La otra vertiente del arte de intervención en la tierra, concienciada de la fragilidad del equilibrio natural, opta por intervenciones efímeras que no lesionan el medio o incluso por actividades de regeneración y recuperación del mismo. Las envolturas temporales de Christo y Jean-Claude, los paseos de Hamish Fulton, las frágiles esculturas de hielo de Andy Goldsworthy o las delgadas líneas de Richard Long, cuyos únicos restos son las fotografías que testimonian el acontecimiento, si bien no llegan al activismo, muestran una actitud de respeto por los paisajes con los que trabajan.
Entre ambas posturas, la intervención permanente-brutal y la efímera-ligera, hay artistas comprometidos que consiguen situarse en un punto intermedio, capaz de interpretar la naturaleza mediante intervenciones sutiles pero durables, que añaden valor artístico sin anular el valor natural. Este es el caso, a mi juicio, de César Manrique.

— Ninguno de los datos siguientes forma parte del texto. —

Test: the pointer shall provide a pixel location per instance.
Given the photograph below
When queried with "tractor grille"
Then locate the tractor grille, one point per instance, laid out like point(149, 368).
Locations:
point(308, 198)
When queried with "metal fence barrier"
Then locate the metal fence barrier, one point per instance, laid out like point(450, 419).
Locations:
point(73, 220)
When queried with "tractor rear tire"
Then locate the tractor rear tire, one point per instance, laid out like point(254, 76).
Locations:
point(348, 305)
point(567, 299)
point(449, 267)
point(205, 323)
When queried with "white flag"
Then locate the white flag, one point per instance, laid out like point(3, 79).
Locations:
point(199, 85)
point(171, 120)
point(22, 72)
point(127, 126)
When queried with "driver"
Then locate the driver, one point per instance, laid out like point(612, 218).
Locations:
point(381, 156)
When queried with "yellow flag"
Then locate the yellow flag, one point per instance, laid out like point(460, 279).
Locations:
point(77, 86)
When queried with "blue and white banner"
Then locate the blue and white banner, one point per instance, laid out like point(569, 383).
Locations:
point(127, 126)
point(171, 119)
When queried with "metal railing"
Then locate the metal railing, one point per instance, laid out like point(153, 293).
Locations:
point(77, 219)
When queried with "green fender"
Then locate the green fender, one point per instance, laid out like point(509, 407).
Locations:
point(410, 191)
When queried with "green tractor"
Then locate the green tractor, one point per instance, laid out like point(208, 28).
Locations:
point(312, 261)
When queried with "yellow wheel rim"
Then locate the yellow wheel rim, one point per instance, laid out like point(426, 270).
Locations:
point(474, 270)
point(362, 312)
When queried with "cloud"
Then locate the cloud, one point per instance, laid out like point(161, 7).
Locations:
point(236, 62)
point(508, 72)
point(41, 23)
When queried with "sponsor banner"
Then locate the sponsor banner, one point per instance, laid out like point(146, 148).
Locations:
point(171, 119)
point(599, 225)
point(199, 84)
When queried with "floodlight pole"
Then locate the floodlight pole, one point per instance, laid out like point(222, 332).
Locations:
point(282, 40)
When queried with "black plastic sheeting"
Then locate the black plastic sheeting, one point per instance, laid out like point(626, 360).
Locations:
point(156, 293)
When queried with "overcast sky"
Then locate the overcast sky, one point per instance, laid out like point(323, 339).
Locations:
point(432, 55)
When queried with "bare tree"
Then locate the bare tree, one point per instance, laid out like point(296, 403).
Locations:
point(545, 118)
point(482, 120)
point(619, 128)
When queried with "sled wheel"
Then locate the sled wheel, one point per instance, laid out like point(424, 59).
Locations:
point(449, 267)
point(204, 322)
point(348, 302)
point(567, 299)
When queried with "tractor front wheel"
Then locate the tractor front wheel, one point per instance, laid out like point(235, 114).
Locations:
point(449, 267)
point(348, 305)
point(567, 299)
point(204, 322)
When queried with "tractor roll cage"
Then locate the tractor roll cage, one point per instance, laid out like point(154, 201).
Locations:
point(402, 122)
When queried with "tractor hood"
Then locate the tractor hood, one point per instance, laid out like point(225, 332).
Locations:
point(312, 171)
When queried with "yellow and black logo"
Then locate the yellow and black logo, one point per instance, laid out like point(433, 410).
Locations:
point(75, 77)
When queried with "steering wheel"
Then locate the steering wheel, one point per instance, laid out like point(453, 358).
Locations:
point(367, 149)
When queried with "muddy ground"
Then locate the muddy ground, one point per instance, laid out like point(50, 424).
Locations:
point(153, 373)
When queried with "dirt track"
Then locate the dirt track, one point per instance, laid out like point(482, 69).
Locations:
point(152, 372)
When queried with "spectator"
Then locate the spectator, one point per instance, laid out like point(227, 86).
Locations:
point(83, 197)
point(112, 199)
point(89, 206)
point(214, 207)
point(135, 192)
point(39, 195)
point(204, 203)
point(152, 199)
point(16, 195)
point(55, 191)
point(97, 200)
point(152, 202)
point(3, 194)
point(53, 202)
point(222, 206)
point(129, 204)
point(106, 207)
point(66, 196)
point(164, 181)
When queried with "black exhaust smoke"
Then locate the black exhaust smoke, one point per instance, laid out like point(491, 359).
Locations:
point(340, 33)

Las obras de César Manrique en Lanzarote se orientan a conseguir una accesibilidad sostenible al medio natural mediante la intervención artística. El centro de visitantes del parque natural de Timanfaya, el Mirador del Río, el Jardín de Cactus,
Me gustaría incidir especialmente en el proyecto de César Manrique en los Jameos del Agua, ya que por su similitud volumétrica con el proyecto de Chillida para Tindaya la comparación puede resultar esclarecedora. Esta intervención se realiza sobre un grupo de cuevas volcánicas, que incluyen un pequeño lago donde vive una especie de cangrejo ciego y albino en peligro de extinción. Aquí el volumen interior que Chillida quiere forzar lo ofrece la naturaleza sin esfuerzo para el que quiera encontrarlo, siempre que se esté dispuesto a aceptar que en un espacio natural las paredes no serán verticales ni los techos horizontales.
En este espacio encontrado se introduce el uso cultural mediante la adecuación de un pequeño auditorio, junto al uso lúdico que proporciona una piscina, consiguiendo una simbiosis entre lo natural y lo cultural que garantiza el interés por la conservación. Aunque a primera vista pueda parecer que la apuesta estética de Tindaya por la contemplación pura y solemne del vacío alcance una mayor altura artística, en mi opinión, el acercamiento hedonista pero sostenible de Manrique a la naturaleza está en la base de un auténtico compromiso ecológico.
[1] Discurso pronunciado por César Manrique en la recepción del Premio Fritz Schumacher, 1989. Recogido desde el Archivo César Manrique, Fundación César Manrique, en La palabra encendida, editado por Fernando Gómez Aguilera, Universidad de León, Plástica & Palabra, León 2005.